Pour chacun des isolats à identifier, inoculer une éprouvette de chacun des milieux GIMViC. Ensemencer les témoins positif et négatif d'IMViC dans chacun des milieux IMViC et les témoins positif et négatif de NPP dans le deuxième bouillon EC.

On peut aussi effectuer les épreuves GIMViC au moyen de systèmes d'analyse disponibles dans le commerce.

Production de gaz à 45°C (G)

Incuber les éprouvettes ensemencées de milieu G (bouillon EC) dans un bain-marie à 45,0 C pendant 24 ± 2 h. Vérifier s'il y a production de gaz. S'il n'y a pas de gaz, incuber pendant 24 ± 2 h de plus et examiner de nouveau. Consigner les résultats.

Indole (I)

Incuber les éprouvettes ensemencées de bouillon de tryptone ou de tryptophane à 35 °C pendant 24 ± 2 h. Ajouter à chaque éprouvette du réactif pour l'indole (disponible dans le commerce) en suivant les instructions du fabricant. L'apparition d'une couleur rouge foncé dans la couche d'alcool indique une réaction positive. Une couleur orange indique probablement la présence de skatole et la réaction peut être consignée comme ±. On considère que la couleur jaune indique une réaction négative.

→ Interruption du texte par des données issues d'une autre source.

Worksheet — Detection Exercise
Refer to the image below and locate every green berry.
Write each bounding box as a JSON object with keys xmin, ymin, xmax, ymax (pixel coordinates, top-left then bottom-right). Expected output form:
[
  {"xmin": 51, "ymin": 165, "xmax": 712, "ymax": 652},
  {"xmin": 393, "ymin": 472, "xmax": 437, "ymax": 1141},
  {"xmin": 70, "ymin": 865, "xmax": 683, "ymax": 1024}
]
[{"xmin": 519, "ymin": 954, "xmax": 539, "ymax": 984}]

Épreuve au rouge de méthyle (RM) et de Voges-Proskauer (VP) (MVi)

Ensemencer deux éprouvettes de bouillon glucosé tamponné et incuber à 35 °C pendant 48 ± 2 h. Utiliser les réactifs RM et VP (disponibles dans le commerce) en suivant les instructions du fabricant. La réaction de VP est positive si une couleur rose éosine apparaît après 5 à 10 minutes. L'épreuve au RM est positive s'il y a formation d'une couleur rouge et négative si la couleur est jaune.

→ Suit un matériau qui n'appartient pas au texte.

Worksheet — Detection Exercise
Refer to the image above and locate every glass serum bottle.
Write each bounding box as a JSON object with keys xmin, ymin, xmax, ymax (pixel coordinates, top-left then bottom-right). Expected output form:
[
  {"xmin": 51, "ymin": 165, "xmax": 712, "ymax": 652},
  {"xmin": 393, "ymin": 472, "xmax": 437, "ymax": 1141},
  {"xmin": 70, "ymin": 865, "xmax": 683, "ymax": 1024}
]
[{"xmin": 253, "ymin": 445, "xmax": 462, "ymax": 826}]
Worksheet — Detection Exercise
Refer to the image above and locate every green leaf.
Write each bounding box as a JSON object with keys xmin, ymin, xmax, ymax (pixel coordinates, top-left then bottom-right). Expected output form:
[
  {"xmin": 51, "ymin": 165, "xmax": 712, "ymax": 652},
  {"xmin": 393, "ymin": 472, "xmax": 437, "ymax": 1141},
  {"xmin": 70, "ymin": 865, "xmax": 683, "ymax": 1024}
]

Épreuve au citrate de Simmon (C)

Pour ensemencer les pentes de gélose SC, utiliser une aiguille droite et appliquer une petit inoculum. Éviter de transférer des nutriments avec l'inoculum, car ces nutriments (carbone) pourraient provoquer la formation d'une couleur bleue et une interprétation erronée. Incuber les pentes de gélose à 35 C pendant 48 ± 2 h et observer pour y déceler toute croissance. Toute croissance visible (réaction positive) est généralement accompagnée d'un changement de couleur, qui vire du vert au bleu foncé.

Interprétation

Le tableau I présente les réactions GIMViC caractéristique d'E. coli. On peut au besoin différencier les coliformes courants en utilisant les données du tableau II.

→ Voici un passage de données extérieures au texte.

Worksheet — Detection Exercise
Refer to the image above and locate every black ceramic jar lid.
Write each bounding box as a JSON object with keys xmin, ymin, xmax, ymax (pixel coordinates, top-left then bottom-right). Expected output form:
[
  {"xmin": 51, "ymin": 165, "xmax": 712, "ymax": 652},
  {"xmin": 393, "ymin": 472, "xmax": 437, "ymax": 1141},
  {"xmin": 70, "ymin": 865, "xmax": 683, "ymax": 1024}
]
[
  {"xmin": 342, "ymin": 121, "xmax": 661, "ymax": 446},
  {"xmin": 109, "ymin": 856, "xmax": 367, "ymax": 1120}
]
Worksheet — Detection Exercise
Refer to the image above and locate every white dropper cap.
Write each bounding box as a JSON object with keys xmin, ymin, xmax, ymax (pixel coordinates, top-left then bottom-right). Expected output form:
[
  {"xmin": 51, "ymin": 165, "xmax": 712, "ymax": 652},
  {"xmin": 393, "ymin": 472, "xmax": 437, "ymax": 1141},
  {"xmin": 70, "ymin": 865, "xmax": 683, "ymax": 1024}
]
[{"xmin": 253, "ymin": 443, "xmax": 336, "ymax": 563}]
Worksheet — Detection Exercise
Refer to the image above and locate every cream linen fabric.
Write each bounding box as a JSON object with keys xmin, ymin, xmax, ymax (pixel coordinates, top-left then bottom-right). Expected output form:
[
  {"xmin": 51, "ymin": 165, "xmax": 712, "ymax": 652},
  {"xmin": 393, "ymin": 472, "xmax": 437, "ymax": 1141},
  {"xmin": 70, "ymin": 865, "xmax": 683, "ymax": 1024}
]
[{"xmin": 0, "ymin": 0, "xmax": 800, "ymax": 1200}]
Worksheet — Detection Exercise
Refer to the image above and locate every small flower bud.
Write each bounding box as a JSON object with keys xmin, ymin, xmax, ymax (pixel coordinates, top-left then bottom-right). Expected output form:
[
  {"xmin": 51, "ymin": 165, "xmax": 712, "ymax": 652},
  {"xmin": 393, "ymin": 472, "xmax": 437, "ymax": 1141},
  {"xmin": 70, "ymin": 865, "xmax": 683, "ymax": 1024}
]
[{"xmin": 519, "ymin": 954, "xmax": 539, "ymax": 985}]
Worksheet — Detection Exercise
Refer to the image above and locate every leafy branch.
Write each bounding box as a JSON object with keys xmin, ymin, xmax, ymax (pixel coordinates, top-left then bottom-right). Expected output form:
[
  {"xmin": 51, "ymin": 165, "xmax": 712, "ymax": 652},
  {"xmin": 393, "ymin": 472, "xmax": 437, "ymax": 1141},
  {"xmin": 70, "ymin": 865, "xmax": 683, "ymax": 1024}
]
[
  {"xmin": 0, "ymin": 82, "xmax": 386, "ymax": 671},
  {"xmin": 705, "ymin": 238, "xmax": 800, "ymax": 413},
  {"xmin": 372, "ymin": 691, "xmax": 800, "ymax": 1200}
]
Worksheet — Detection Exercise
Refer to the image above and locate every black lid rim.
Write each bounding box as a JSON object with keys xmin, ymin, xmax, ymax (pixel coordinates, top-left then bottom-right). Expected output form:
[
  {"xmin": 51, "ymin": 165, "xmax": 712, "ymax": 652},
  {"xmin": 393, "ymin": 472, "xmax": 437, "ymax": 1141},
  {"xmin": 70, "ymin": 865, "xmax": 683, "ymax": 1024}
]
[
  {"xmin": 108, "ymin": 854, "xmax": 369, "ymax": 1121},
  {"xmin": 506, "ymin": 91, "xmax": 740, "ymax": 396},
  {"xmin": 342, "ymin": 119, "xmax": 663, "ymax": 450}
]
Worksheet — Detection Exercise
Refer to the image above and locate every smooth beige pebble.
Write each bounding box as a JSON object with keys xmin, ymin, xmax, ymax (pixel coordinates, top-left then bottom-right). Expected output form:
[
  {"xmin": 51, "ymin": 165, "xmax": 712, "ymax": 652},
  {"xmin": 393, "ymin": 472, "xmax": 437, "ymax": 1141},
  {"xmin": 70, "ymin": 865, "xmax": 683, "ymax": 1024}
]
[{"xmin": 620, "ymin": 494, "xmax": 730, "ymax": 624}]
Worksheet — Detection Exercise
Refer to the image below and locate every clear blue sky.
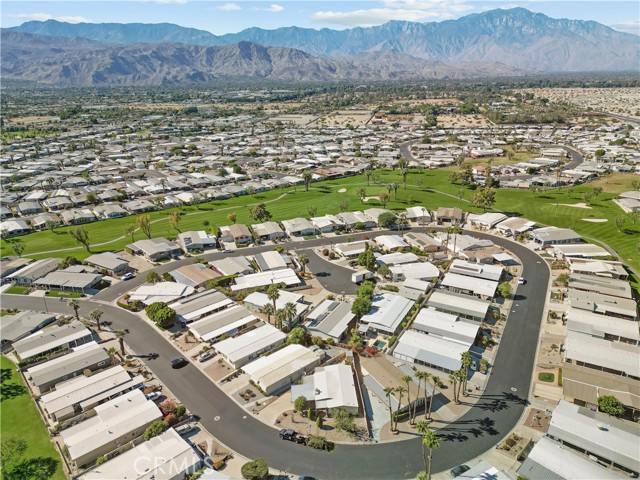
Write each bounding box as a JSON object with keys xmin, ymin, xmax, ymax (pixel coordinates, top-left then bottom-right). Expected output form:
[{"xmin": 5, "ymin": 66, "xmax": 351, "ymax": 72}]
[{"xmin": 0, "ymin": 0, "xmax": 640, "ymax": 34}]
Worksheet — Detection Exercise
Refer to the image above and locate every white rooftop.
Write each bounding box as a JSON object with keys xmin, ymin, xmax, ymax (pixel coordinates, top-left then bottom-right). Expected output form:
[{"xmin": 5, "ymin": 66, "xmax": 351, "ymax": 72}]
[
  {"xmin": 80, "ymin": 428, "xmax": 200, "ymax": 480},
  {"xmin": 60, "ymin": 389, "xmax": 162, "ymax": 460},
  {"xmin": 215, "ymin": 325, "xmax": 286, "ymax": 363},
  {"xmin": 548, "ymin": 400, "xmax": 640, "ymax": 472},
  {"xmin": 564, "ymin": 330, "xmax": 640, "ymax": 377},
  {"xmin": 360, "ymin": 293, "xmax": 413, "ymax": 335},
  {"xmin": 393, "ymin": 330, "xmax": 469, "ymax": 371}
]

Si l'on obtient, dans les milieux GIMViC, des réactions caractéristiques d'E. coli, il n'est pas nécessaire d'analyser le deuxième isolat. Cependant, si le premier isolat présente des résultats non caractéristiques dans les milieux GIMViC, il faut soumettre le deuxième isolat aux réactions GIMViC. Répéter les étapes de confirmation. Si les deux isolats ne produisent pas des résultats IMViC typiques d'E. coli, on considère alors qu'il n'y a pas d'E. coli dans l'éprouvette de bouillon EC primaire d'où proviennent les isolats.

7.7.5 Trousses d'identification rapide

On peut également utiliser des trousses d'identification rapide pour identifier E. coli. Suivre les instructions du fabricant.

7.7.6 Calcul du NPP

Calculer le NPP d'E. coli par 100 ml d'eau en suivant les instructions de l'Annexe D du volume 1, en fonction du nombre d'éprouvettes contenant des isolats qui ont produit des réactions GIMViC caractéristiques d'E. coli indiquées ci-dessus ou confirmées comme E. coli au moyen de trousses d'identification rapide.